The cries of surprise and delight were checked almost as soon as uttered. There was much need still for caution, and St. Peter held up his hand to command silence. Then, in breathless hush, they led him in, and he told them the story of his deliverance, and how at the angel's touch the chains had fallen from his hands, and the bolts and bars had slipped back.
So for a time St. Peter was still free to carry on his Master's work. But the end, when it came, was as welcome to him as the shining angel had been, for this time it was through the gates of death that he passed into the presence of the King.

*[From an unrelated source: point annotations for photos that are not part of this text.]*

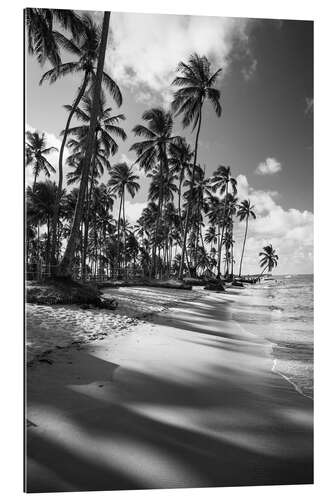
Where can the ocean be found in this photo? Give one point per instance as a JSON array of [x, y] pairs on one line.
[[281, 310]]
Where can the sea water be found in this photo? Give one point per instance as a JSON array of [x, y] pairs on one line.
[[281, 310]]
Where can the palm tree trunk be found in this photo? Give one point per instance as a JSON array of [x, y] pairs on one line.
[[86, 229], [118, 235], [65, 267], [124, 226], [180, 275], [60, 166], [262, 272], [245, 235], [223, 227]]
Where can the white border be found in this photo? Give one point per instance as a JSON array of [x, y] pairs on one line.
[[11, 236]]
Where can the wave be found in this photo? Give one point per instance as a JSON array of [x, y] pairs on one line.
[[288, 379]]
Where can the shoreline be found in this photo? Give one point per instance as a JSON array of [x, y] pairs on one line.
[[187, 399]]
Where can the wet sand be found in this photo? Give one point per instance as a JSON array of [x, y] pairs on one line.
[[186, 399]]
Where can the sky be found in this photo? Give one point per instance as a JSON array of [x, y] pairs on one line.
[[265, 132]]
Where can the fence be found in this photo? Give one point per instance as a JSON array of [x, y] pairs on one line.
[[39, 272]]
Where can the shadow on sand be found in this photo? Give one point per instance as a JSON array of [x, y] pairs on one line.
[[177, 423]]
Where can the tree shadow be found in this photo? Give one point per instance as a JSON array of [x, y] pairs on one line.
[[107, 426]]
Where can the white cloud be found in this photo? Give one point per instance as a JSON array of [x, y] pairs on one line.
[[146, 48], [268, 167], [289, 230]]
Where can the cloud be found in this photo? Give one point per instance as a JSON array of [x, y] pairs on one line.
[[289, 230], [268, 167], [145, 49], [249, 71], [53, 158], [308, 105]]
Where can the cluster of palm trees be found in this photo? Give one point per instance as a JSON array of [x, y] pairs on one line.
[[188, 224]]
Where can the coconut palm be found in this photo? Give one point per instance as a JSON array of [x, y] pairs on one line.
[[226, 184], [41, 35], [122, 179], [85, 50], [245, 211], [66, 263], [154, 150], [179, 161], [107, 123], [269, 258], [196, 85], [36, 151]]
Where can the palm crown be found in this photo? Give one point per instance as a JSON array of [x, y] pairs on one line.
[[122, 177], [269, 257], [86, 50], [106, 127], [157, 138], [222, 178], [245, 210], [36, 151], [196, 82], [41, 35]]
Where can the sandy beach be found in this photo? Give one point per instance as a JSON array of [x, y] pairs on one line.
[[159, 398]]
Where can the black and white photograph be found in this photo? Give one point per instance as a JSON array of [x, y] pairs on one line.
[[168, 251]]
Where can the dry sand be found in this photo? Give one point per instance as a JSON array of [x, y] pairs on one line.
[[187, 399]]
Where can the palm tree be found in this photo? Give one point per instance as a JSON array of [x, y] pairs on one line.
[[107, 124], [122, 179], [41, 36], [85, 50], [180, 159], [41, 201], [154, 150], [196, 82], [245, 211], [221, 180], [35, 152], [66, 263], [269, 258]]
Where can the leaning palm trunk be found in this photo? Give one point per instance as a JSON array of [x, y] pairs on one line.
[[124, 236], [245, 235], [60, 165], [223, 227], [65, 268], [262, 272], [160, 200], [86, 231], [118, 232], [180, 275]]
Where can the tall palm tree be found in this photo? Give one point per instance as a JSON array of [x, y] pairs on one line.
[[85, 50], [196, 82], [223, 181], [269, 258], [66, 263], [107, 123], [245, 211], [154, 150], [179, 160], [121, 179], [41, 35], [41, 201], [36, 151]]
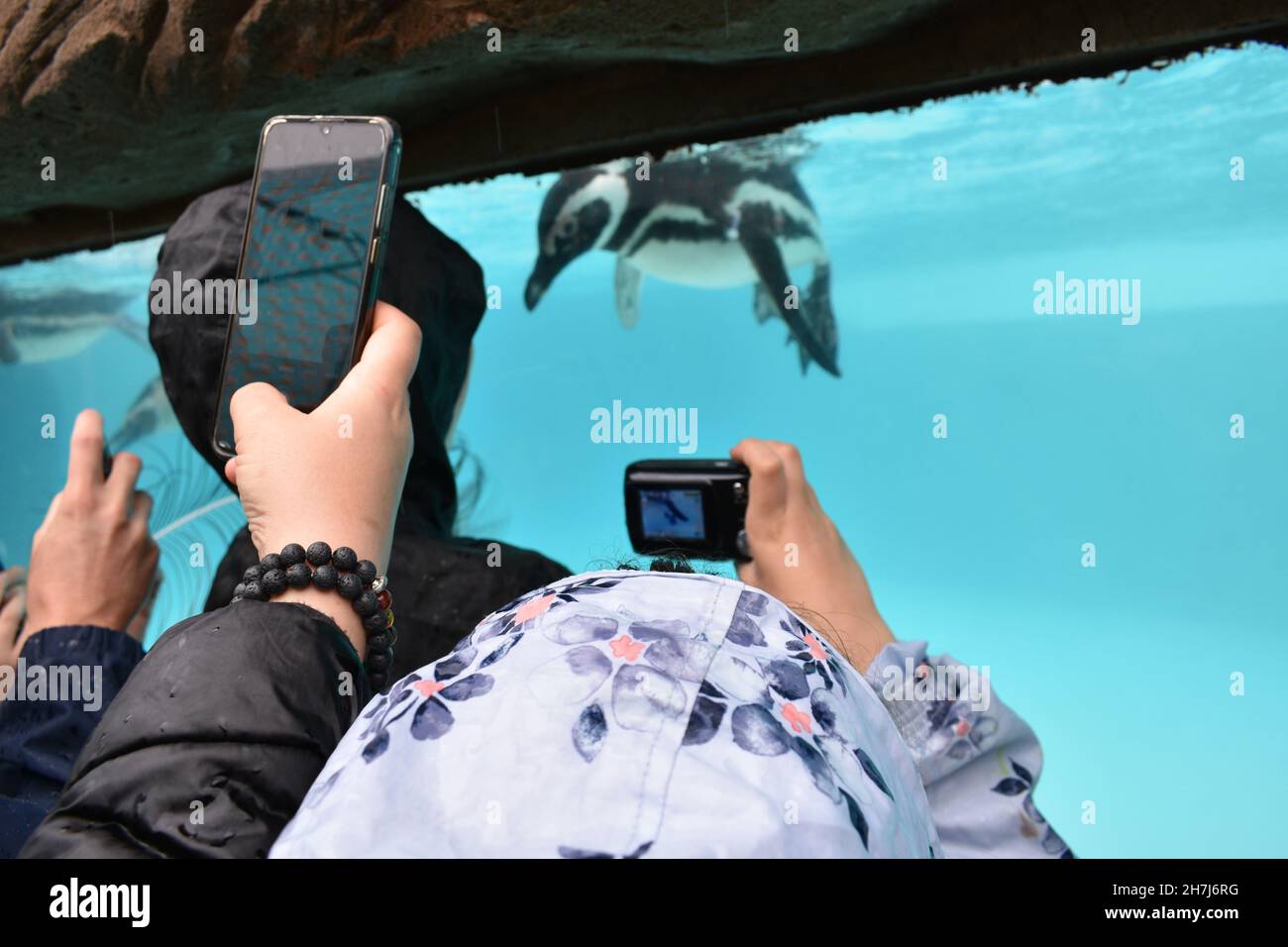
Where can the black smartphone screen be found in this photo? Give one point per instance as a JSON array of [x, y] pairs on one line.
[[313, 217]]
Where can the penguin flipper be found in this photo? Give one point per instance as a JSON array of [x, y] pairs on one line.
[[764, 307], [812, 324], [626, 283], [9, 354]]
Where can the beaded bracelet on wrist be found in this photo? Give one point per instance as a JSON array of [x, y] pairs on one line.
[[356, 579]]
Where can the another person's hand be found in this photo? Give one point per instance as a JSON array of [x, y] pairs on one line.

We cannot be quite sure by what death the old fisherman saint glorified his Master, but people think that it was at Rome that he gave up his life. An old story tells us that St. Peter was fleeing away from that city to escape death, when, on the great road leading to Rome, he met his Master walking wearily towards the city, carrying a cross upon His back.
"Master, whither goest Thou?" asked St. Peter.
"I go to Rome to be crucified in thy place," answered the King.
Then St. Peter knew that he had done wrong in leaving his post of duty at which God had put him, and he turned back bravely to meet his death.
It was the same death as that Master had suffered; only, to the humble, loving soul of His servant, it seemed too great an honour to die as his Master had done, and he begged that he might be crucified head downwards, to mark the difference between himself and his King.